The power analysis in GREIN is performed using the Bioconductor package RNASeqPower4 which uses the following formula:

$$\begin{array}{c}{({{\boldsymbol{z}}}_{1-\frac{{\boldsymbol{\alpha }}}{2}}+{{\boldsymbol{z}}}_{{\boldsymbol{\beta }}})}^{2}=\frac{{\boldsymbol{n}}{\mathrm{log}}_{{\boldsymbol{e}}}{{\rm{\Delta }}}^{2}}{2(\frac{1}{{\boldsymbol{\mu }}}+{{\boldsymbol{\sigma }}}^{2})}\#\end{array}$$
(1)

where, α is the target false positive rate, β is the target false negative rate or 1-β is power, n is the sample size, Δ is the effect size, μ is the average sequencing depth, and σ is the biological coefficient of variation (BCOV) calculated as the square root of the dispersion. We use common dispersion and tagwise dispersion estimates from Bioconductor package edgeR37 for computing power of a single gene and multiple genes respectively.

Typically, thousands of genes are tested simultaneously for differential expression in RNA-seq experiments. Therefore, the above method for estimating power needs further adjustment to correct for multiple testing. Jung et al.38 derived an FDR correction formula and consequently the significance level (α*) to calculate sample size for microarray data in the following form:

$$\begin{array}{c}{{\boldsymbol{\alpha }}}^{\ast }=\frac{{{\boldsymbol{r}}}_{1}{\boldsymbol{f}}}{{{\boldsymbol{m}}}_{0}(1-{\boldsymbol{f}})}\#\end{array}$$
(2)

where, r1 is the expected number of true positives in m1 rejected null hypotheses, m0 denote the number of genes for which null hypotheses are true, and f implies desired FDR level. Hence, to calculate power for each of the genes, we replace α with α* in eq. (1).

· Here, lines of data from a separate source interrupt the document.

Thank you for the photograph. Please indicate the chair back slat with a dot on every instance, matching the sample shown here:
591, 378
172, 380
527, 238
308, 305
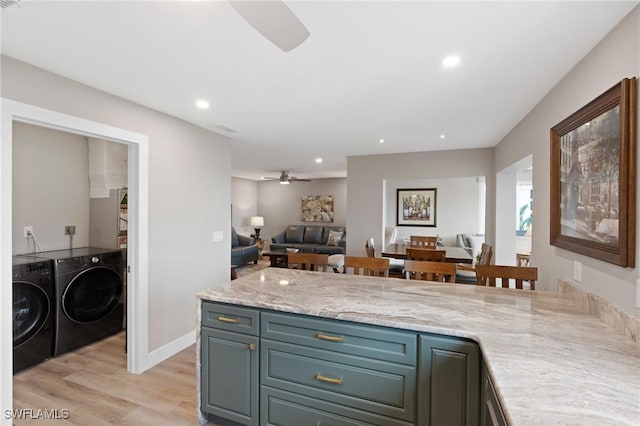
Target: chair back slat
426, 254
371, 266
430, 271
423, 241
308, 261
486, 253
488, 275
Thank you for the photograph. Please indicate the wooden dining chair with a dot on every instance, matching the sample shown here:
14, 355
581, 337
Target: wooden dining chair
488, 275
522, 259
372, 266
429, 255
430, 271
396, 266
308, 261
422, 241
467, 274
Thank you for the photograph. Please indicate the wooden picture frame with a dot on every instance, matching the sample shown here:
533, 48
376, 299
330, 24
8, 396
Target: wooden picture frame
593, 177
416, 207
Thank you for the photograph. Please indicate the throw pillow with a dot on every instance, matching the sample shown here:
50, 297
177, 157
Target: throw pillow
294, 234
334, 237
313, 235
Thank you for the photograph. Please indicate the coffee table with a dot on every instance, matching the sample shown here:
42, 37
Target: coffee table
277, 259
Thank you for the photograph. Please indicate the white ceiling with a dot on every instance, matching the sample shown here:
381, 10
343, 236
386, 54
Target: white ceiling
369, 70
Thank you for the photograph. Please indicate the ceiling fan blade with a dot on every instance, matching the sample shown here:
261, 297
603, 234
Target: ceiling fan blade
274, 20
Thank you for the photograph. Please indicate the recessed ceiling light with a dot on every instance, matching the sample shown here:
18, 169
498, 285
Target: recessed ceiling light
451, 61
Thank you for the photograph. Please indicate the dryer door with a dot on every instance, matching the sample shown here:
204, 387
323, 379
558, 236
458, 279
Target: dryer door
31, 308
92, 294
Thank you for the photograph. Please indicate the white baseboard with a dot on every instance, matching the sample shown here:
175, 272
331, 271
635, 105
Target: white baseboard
167, 351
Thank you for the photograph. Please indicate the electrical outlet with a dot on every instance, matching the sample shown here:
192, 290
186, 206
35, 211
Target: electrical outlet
577, 271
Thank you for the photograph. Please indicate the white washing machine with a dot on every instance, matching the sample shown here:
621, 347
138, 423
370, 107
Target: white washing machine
89, 294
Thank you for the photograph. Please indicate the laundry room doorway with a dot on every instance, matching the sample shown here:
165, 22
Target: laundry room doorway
137, 232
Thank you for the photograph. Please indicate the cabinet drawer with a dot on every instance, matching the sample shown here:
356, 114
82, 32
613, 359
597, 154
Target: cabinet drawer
338, 336
367, 384
230, 318
286, 409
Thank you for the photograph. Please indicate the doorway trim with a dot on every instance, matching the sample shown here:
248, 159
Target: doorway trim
137, 242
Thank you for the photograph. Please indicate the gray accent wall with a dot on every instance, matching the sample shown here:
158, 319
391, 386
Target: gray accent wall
189, 191
368, 198
244, 201
280, 204
50, 187
458, 207
617, 56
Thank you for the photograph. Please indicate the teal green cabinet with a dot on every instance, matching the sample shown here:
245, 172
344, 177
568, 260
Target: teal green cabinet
449, 381
491, 411
229, 374
273, 368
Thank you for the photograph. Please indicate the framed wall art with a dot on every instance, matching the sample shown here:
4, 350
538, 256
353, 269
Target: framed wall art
317, 208
593, 177
416, 207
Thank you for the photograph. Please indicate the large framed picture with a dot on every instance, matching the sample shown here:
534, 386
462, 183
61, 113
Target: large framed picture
317, 208
593, 177
416, 207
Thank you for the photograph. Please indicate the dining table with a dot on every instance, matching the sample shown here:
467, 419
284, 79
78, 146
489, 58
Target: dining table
453, 254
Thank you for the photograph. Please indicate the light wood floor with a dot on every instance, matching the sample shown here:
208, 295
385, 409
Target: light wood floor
93, 384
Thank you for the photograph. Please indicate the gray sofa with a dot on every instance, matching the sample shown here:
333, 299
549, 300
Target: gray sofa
310, 239
243, 249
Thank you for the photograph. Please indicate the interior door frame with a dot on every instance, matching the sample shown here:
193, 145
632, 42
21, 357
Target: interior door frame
137, 241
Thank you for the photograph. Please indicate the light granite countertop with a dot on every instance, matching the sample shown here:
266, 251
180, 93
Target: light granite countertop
553, 363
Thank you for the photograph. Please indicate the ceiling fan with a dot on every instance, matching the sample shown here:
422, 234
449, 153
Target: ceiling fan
285, 179
274, 20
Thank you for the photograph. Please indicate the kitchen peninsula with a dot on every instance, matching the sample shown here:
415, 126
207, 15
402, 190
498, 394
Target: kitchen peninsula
551, 361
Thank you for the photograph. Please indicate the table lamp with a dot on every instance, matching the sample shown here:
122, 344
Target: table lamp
257, 222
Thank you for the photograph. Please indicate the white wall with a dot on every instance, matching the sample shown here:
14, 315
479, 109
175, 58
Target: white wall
368, 199
280, 204
50, 187
189, 192
616, 56
457, 207
244, 198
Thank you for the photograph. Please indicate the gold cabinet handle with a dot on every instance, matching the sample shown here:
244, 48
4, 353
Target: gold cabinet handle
319, 377
321, 336
227, 319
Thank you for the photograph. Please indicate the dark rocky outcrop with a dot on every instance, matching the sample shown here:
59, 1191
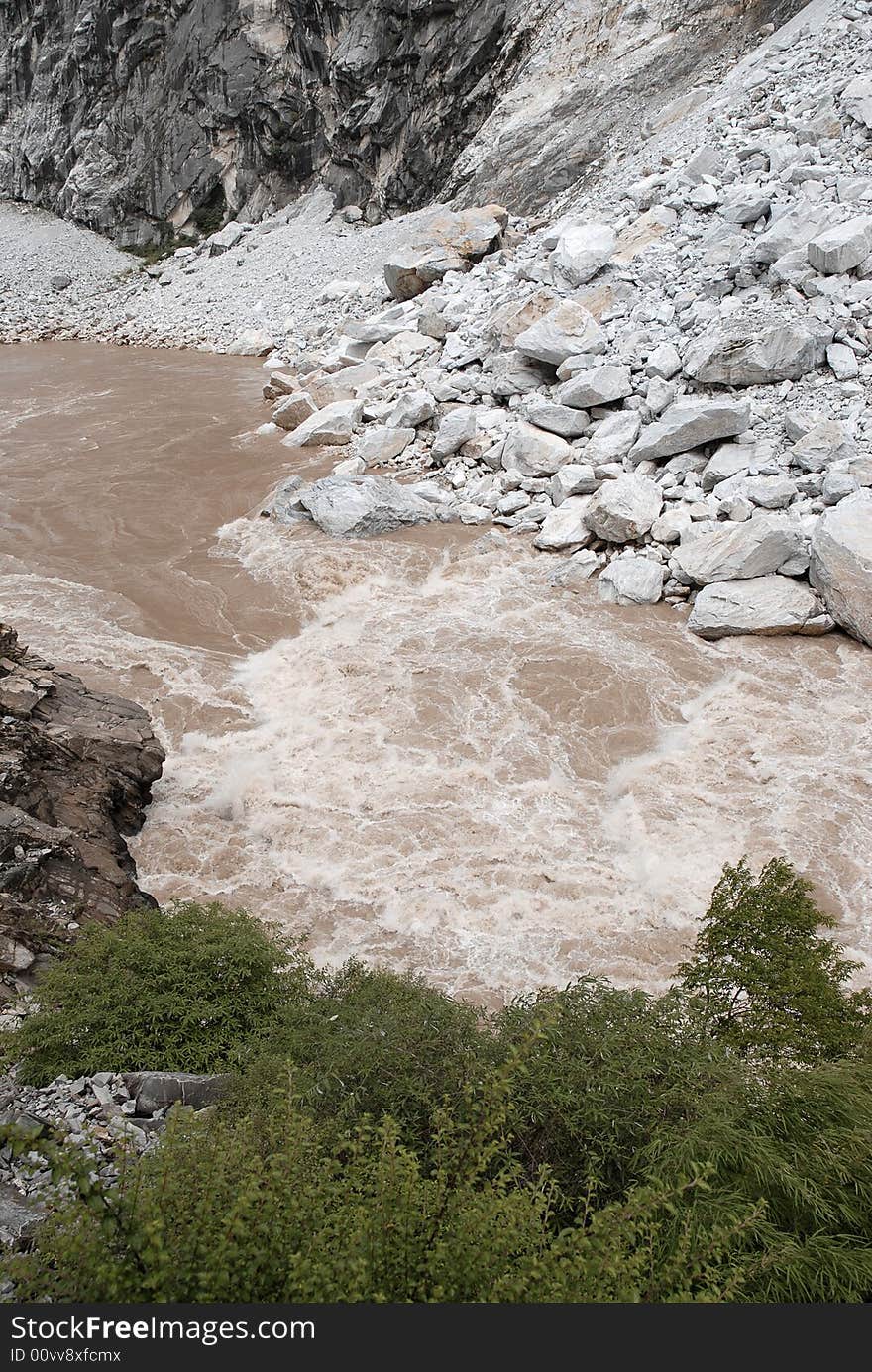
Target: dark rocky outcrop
145, 117
135, 116
75, 773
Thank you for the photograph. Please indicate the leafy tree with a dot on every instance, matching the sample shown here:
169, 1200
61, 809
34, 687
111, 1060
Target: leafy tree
600, 1072
369, 1041
768, 981
180, 990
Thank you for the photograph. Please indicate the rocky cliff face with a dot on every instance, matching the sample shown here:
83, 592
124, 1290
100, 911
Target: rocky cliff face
75, 773
134, 114
141, 116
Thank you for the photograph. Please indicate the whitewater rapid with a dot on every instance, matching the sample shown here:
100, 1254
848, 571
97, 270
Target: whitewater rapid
413, 749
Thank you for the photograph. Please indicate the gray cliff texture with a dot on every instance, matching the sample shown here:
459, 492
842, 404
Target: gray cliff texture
131, 116
142, 117
75, 773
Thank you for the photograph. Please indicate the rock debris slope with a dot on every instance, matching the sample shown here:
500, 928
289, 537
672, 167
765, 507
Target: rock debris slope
75, 773
669, 381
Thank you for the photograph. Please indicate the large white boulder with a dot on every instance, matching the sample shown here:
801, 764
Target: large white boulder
630, 580
755, 356
793, 229
857, 99
533, 452
735, 552
333, 424
690, 423
829, 441
458, 427
563, 332
581, 252
556, 419
623, 510
758, 605
842, 247
411, 409
380, 444
565, 527
597, 385
842, 563
359, 506
573, 479
612, 438
291, 412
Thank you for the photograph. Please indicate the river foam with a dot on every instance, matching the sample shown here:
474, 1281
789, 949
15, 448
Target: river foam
413, 748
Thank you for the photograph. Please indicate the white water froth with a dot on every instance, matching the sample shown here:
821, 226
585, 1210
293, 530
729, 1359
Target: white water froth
455, 769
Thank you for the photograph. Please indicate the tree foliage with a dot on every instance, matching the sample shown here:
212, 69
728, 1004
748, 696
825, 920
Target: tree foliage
768, 981
388, 1143
181, 990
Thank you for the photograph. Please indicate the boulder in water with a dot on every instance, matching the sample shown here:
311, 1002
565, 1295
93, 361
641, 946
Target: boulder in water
359, 506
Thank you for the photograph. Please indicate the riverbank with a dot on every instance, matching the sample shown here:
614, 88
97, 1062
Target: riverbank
413, 748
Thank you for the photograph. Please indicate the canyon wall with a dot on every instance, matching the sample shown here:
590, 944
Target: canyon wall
142, 117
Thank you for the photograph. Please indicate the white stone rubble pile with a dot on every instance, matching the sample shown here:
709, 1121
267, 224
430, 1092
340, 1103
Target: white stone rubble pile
669, 383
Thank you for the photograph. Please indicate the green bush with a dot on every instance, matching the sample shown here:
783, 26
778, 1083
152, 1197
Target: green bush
600, 1073
276, 1211
185, 990
388, 1143
369, 1041
797, 1143
765, 980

Differential expression analysis

GREIN uses negative binomial generalized linear model as implemented in edgeR to find differentially expressed genes between sample groups. Data is normalized using trimmed mean of M-values (TMM) as implemented in edgeR. All the analyses are based on CPM values and genes are filtered at the onset with a cutoff of CPM > 0 in m samples, where m is the minimum sample size in any of the groups. Besides two-group comparison, GREIN also supports adjustment for experimental covariates or batch effects. A design matrix is constructed with the selected variable and groups. We use gene-wise negative binomial generalized linear models with quasi-likelihood tests and gene-wise exact tests to calculate differential expression between groups with and without covariates respectively. P-values are adjusted for multiple testing correction using Benjamini-Hochberg method39. Interactive visualization of the differentially expressed genes is also available via heatmap of the top ranked genes, MA plot, and gene detectability plot.